Does Foreign Aid Work?

Via Andrew Leigh, a fascinating little piece of information:

This paper uses a new database on foreign aid to examine the
relationships among foreign aid, economic policies, and growth of per
capita GDP. In panel growth regressions for 56 developing countries and
six four-year periods (1970-93) the policies that have a large effect
on growth are fiscal surplus, inflation, and trade openness. We
construct an index of these three policies, interact it with foreign
aid, and instrument for both aid and aid interacted with policies. We
find that aid has a positive impact on growth in developing countries
with good fiscal, monetary, and trade policies.
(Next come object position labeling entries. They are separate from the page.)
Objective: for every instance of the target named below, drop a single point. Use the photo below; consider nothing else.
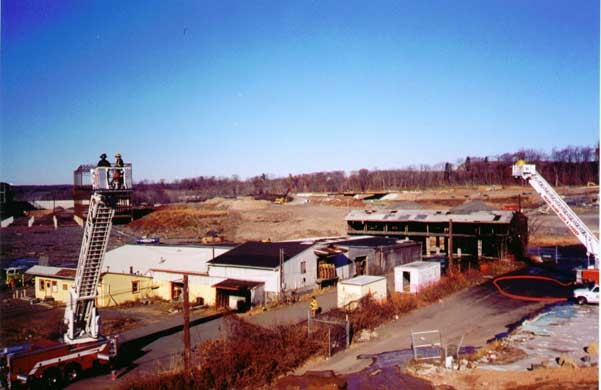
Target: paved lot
(479, 313)
(156, 345)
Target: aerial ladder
(559, 206)
(81, 318)
(53, 364)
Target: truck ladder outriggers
(559, 206)
(81, 319)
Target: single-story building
(366, 255)
(137, 272)
(413, 277)
(477, 231)
(159, 270)
(281, 266)
(52, 282)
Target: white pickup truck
(587, 294)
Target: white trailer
(352, 290)
(412, 277)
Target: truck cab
(588, 294)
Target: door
(406, 281)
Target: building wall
(116, 289)
(294, 277)
(271, 277)
(475, 238)
(381, 260)
(49, 287)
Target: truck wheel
(72, 372)
(53, 378)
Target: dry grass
(180, 218)
(371, 314)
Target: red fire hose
(527, 298)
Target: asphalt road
(479, 314)
(157, 346)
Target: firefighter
(118, 161)
(118, 173)
(103, 161)
(314, 307)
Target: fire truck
(566, 214)
(54, 364)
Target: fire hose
(525, 297)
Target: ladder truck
(565, 213)
(53, 364)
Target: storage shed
(412, 277)
(354, 289)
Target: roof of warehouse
(55, 272)
(374, 242)
(261, 254)
(236, 284)
(142, 259)
(481, 216)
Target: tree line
(572, 165)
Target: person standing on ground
(118, 174)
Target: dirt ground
(545, 379)
(238, 220)
(21, 321)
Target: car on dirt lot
(588, 294)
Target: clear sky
(197, 88)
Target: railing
(111, 178)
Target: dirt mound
(189, 221)
(472, 206)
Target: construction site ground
(237, 220)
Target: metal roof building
(472, 230)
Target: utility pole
(451, 245)
(187, 370)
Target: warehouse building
(278, 266)
(367, 255)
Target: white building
(165, 266)
(281, 266)
(352, 290)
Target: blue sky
(191, 88)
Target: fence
(427, 345)
(338, 331)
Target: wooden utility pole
(281, 270)
(187, 368)
(451, 245)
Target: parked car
(588, 294)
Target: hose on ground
(525, 297)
In the presence of poor
policies, on the other hand, aid has no positive effect on growth. This
result is robust in a variety of specifications that include or exclude
middle-income countries, include or exclude outliers, and treat
policies as exogenous or endogenous. We examine the determinants of
policy and find no evidence that aid has systematically affected
policies – either for good or for ill. We estimate an aid allocation
equation and show that any tendency for aid to reward good policies has
been overwhelmed by donors’ pursuit of their own strategic interests.
In a counterfactual we reallocate aid, reducing the role of donor
interests and increasing the importance of policy: such a reallocation
would have a large, positive effect on developing countries’ growth
rates.

Good policies first, the most important thing. Who would have thought it?

3 responses

  1. The Globalisation Institute gave a link to a superb report that did this kind of work.
    It gave the fantastic line – especially if it is channelled through or in any way touches governments – that aid inevitably creates perverse incentives: the government is incentivised to make the country poor if that will increase the aid that is donated (and which they can scam off).
    I’ll drop you a link when I can find it – it’s a monster pdf.

  2. “a fascinating little piece of information”
    And only six years old! There’s been a bit more work done on the subject since then, I think you’ll find. Do try and catch up.

  3. Let me get this straight: aid works in countries that don’t need it and fails in countries that do.